16.   Use Clause:   Is what you are going to sell well defined? Is what you are going to sell tomorrow what you will be selling in 5 to 10 years? Your use clause defines and protects your flexible in what you can and will sell. As the tenant you want this as broad as possible. As the landlord they will want this as tight as possible especially if they are granting you an exclusive. For example: If you are opening a pizza parlor you may want your use clause to grant you the right to sell chicken wings, hoagies, calzones, etc. The landlord will not want to grant you a right (and exclusive) to sell food because that would restrict him from leasing to a Greek or Italian restaurant. Our attorneys (under Industry Support) can craft a use clause you both can live with. 

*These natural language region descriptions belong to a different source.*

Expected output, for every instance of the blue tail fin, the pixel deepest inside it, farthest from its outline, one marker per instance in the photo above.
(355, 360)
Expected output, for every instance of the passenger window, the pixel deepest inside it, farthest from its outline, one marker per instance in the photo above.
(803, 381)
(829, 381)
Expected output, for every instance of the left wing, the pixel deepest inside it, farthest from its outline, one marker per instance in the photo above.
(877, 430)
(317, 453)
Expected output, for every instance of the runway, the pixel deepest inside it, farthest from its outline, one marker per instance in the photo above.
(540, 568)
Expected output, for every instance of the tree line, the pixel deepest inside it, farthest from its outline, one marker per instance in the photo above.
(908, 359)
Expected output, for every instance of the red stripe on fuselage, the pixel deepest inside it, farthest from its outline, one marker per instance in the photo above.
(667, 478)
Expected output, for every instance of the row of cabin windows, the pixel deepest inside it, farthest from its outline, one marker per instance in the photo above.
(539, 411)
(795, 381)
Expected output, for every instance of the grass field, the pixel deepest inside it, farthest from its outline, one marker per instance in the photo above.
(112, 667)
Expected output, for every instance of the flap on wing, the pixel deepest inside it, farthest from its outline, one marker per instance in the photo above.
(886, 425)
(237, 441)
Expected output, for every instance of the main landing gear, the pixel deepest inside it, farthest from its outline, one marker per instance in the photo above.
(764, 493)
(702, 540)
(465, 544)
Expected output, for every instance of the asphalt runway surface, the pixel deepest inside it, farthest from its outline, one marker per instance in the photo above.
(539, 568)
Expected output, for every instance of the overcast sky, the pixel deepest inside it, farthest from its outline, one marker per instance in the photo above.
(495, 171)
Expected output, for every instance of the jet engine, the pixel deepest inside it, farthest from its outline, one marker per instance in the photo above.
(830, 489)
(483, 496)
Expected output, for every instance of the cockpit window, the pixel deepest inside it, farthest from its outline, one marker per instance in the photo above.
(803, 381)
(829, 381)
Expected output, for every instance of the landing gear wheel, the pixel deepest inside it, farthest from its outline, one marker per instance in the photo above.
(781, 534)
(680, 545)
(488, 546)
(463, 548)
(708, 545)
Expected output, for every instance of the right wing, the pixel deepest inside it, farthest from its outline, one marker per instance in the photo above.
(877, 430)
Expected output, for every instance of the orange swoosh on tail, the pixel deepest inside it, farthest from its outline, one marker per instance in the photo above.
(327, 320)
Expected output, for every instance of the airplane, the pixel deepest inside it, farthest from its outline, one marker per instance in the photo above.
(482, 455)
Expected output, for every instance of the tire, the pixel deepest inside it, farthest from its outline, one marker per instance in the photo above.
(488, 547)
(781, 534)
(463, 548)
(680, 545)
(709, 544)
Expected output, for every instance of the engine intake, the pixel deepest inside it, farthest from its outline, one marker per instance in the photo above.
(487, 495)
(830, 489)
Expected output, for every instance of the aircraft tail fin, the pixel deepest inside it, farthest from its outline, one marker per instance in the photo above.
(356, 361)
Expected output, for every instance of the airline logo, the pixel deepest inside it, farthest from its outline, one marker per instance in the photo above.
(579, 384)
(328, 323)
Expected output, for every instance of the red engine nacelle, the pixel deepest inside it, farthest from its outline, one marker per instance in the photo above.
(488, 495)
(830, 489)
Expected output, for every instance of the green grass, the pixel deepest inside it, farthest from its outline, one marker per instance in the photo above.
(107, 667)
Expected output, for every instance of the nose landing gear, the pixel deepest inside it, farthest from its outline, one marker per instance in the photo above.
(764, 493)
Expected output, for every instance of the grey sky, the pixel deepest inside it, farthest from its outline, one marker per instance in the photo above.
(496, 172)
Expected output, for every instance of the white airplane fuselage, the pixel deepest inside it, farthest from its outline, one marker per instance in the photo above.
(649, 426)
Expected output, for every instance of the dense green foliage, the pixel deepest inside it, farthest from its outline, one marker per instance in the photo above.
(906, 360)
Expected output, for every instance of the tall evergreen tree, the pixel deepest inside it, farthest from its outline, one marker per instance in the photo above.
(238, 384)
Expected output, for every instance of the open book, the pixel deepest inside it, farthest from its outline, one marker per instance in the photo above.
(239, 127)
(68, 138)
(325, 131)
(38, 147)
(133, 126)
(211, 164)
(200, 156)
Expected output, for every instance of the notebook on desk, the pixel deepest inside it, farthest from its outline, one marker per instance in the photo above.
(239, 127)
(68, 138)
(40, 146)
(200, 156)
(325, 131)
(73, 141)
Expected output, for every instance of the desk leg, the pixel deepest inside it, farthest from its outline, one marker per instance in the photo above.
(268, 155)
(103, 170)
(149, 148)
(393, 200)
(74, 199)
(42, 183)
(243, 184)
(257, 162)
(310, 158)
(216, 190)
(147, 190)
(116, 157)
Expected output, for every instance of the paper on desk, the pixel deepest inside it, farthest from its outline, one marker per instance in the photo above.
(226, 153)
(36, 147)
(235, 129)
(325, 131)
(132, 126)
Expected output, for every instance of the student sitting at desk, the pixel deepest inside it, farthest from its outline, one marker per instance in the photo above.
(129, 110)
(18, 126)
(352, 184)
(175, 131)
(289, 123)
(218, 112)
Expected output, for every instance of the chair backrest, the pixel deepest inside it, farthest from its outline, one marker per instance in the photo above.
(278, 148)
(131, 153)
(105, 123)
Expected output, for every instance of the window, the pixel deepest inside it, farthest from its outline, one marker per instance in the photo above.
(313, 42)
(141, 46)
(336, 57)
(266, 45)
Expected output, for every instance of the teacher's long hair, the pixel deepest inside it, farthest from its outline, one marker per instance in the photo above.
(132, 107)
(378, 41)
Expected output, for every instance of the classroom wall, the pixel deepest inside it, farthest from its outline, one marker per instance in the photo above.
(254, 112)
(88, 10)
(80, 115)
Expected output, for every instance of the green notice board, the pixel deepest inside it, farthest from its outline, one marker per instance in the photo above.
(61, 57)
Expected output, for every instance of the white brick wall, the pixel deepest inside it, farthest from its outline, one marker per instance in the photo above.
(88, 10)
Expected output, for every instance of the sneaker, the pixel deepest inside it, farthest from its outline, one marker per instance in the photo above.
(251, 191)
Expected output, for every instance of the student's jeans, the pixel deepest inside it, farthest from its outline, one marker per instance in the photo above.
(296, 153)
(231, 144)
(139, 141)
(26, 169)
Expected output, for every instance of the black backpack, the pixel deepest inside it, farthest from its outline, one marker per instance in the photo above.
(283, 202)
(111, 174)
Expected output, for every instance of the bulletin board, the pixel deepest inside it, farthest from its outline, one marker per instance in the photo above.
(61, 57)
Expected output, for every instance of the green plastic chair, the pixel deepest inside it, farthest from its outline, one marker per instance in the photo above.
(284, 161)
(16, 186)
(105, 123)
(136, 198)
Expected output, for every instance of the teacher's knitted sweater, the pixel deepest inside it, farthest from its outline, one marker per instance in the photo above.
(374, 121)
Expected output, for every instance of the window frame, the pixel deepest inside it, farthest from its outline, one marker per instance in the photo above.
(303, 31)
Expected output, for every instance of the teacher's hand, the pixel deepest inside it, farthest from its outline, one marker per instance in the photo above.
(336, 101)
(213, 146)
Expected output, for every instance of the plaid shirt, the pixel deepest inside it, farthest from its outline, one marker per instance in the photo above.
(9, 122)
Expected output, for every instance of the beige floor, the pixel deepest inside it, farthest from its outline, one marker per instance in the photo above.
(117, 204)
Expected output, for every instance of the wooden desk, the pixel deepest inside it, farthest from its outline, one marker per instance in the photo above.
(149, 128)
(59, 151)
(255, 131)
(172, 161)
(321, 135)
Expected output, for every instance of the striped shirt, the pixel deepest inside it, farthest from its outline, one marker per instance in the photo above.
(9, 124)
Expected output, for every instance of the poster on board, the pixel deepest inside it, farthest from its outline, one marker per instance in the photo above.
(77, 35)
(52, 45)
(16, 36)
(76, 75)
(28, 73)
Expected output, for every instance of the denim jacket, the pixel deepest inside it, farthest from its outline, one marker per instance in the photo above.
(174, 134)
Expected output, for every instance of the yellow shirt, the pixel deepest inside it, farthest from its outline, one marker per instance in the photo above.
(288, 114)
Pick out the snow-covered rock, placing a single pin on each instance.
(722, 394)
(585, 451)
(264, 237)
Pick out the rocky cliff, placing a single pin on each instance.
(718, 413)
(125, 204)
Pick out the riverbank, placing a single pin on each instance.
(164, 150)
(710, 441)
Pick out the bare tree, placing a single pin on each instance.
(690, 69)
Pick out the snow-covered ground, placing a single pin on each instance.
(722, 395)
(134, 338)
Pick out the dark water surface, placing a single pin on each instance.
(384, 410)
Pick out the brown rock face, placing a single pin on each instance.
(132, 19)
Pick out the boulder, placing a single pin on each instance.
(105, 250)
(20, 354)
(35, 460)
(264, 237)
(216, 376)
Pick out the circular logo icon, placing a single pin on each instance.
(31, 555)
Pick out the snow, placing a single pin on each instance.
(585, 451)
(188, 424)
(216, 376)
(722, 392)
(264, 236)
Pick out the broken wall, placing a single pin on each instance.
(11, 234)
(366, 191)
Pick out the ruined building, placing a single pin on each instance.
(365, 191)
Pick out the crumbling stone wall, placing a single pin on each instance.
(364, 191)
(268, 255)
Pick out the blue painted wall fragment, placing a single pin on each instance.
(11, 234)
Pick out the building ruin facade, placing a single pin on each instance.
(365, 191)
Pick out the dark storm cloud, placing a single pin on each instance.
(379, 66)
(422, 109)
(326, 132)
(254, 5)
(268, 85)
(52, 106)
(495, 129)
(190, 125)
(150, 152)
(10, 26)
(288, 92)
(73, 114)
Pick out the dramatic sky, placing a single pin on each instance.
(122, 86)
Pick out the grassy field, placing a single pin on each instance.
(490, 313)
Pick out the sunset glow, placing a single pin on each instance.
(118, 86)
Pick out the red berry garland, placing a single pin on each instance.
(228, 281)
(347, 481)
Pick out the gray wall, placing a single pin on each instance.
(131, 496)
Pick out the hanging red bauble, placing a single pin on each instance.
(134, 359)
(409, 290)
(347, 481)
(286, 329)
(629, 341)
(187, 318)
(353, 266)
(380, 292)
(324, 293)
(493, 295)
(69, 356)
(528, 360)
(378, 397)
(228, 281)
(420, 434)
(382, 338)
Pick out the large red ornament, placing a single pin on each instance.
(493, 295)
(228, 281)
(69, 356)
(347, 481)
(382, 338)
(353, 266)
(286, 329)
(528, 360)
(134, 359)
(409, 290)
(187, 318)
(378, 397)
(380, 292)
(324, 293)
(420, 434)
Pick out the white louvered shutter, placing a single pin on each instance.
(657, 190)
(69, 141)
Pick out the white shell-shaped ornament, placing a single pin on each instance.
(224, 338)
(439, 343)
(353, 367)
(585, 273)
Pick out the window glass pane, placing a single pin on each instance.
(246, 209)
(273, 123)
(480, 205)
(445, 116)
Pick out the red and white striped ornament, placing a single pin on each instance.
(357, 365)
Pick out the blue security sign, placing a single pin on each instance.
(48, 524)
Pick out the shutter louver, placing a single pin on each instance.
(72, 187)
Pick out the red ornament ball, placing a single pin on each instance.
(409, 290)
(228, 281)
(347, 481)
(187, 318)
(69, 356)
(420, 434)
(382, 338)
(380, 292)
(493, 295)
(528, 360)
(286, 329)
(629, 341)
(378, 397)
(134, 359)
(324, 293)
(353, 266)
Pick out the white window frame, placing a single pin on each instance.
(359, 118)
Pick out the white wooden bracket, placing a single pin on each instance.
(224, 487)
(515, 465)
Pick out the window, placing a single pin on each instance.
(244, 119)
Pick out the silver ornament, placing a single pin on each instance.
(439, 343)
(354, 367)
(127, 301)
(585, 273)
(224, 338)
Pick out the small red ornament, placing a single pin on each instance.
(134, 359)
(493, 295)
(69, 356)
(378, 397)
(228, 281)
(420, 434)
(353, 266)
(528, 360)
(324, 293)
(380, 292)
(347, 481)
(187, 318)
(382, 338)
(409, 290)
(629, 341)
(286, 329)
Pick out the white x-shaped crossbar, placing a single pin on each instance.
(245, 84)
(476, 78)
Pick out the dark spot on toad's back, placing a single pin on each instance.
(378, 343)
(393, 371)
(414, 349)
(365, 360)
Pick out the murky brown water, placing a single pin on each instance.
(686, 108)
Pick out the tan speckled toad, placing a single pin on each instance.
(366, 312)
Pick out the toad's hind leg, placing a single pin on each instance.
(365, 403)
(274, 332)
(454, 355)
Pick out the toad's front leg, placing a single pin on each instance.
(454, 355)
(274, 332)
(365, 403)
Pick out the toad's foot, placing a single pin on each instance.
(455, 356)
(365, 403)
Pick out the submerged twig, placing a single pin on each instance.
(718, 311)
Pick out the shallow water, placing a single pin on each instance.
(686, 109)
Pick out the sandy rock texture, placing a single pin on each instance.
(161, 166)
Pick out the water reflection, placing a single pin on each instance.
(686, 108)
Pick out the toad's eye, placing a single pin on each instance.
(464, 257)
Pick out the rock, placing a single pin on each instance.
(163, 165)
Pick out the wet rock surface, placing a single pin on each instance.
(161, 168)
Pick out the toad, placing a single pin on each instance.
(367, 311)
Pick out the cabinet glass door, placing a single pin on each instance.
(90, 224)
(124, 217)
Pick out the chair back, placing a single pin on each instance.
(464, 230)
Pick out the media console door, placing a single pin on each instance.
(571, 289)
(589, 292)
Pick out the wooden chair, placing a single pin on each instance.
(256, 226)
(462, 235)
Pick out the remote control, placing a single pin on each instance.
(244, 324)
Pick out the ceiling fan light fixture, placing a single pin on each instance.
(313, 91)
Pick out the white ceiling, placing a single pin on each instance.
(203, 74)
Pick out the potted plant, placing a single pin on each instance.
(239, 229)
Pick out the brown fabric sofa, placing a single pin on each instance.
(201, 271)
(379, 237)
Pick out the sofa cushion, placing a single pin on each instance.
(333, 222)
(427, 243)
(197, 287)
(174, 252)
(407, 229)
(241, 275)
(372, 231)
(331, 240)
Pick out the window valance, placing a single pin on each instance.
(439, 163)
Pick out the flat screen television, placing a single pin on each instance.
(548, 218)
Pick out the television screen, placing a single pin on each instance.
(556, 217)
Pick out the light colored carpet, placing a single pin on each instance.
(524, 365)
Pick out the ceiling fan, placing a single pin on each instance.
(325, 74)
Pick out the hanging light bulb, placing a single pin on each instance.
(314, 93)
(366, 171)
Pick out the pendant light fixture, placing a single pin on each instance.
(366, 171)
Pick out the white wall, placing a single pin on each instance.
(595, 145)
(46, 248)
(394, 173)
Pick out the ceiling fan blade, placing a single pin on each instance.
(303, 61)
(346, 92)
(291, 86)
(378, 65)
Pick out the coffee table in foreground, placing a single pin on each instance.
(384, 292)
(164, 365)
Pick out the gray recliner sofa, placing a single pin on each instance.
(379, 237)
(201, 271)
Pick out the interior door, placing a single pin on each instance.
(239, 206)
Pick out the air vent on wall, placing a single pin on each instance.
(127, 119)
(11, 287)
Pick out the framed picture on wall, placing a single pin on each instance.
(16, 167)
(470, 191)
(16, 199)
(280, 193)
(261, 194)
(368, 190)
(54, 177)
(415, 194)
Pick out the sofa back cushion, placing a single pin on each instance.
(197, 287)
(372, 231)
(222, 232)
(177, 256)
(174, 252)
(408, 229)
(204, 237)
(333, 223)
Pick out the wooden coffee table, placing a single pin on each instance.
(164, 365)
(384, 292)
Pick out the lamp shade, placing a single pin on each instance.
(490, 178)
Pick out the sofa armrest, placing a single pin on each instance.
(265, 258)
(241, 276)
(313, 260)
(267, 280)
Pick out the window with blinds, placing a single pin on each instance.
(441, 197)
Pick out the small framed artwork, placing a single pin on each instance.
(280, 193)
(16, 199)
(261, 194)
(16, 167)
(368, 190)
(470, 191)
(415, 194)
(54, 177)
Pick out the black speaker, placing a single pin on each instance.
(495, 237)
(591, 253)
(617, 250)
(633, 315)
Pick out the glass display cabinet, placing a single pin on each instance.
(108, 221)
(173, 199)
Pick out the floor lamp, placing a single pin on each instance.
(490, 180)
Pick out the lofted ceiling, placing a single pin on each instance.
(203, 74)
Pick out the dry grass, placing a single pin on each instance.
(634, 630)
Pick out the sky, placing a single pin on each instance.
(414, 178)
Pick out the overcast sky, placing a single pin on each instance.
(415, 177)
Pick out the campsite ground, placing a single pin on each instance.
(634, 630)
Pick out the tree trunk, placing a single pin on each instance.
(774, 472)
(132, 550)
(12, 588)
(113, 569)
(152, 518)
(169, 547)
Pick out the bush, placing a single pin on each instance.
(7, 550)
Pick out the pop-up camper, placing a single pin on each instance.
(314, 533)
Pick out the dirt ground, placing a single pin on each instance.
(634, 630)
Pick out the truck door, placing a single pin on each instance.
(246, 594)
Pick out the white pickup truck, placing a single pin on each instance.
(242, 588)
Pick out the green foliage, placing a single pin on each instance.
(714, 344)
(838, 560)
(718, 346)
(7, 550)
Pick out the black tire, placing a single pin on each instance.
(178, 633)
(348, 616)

17.    Relocation Clause:    Do you have one, where the landlord can relocate you after you open? How is it defined? Who pays for what? It all needs to be clearly spelled out. Once you construct and open your business or restaurant you want the security to be in that spot for the entire length of your lease. BUT, especially in large shopping center, the landlord needs the right to assemble big blocks of leasable space so if a major anchor wants to lease within the center (which would help all the tenants) a small tenant with years left on their lease, doesn’t stop it. Ideally, tenants will not have a relocation clause in their lease, but sometimes you will. Crafting a relocation clause that provides you protection covering downtime and all the costs make this clause more palatable.  

18.   Sales Kickout?   Did you know you could ask for a provision that in the event you don’t achieve a negotiated level of sales you can terminate the lease? This provision is a creative resolution to the situation when a landlord and tenant have different sales projections for the potential of the tenant’s business. If the sales kickout figure is achieved the lease remains intact. If the sales kickout figure is not achieved the tenant may terminate the lease and walk away. 

19.   Permit Contingency:   If the city holds you up and you can’t get a permit to start construction did you ask for a permit contingency, so your rent won’t start? This happened across the country during the last couple of years as Covid shut down city offices that normally would approve a tenant’s plans. Although we all hope these covid delays never happen again, wouldn’t you feel more secure with a permit contingency. 

20.   Personal Guarantee Language:   : For how long are you liable to keep paying rent, if you close your store? No two personal guarantee language provisions are the same. It will be tied to the amount of tenant allowance the landlord provided you and any other out of pocket expenses the landlord incurred to help you get open. It will also be influenced by the strength of your corporate and personal financials.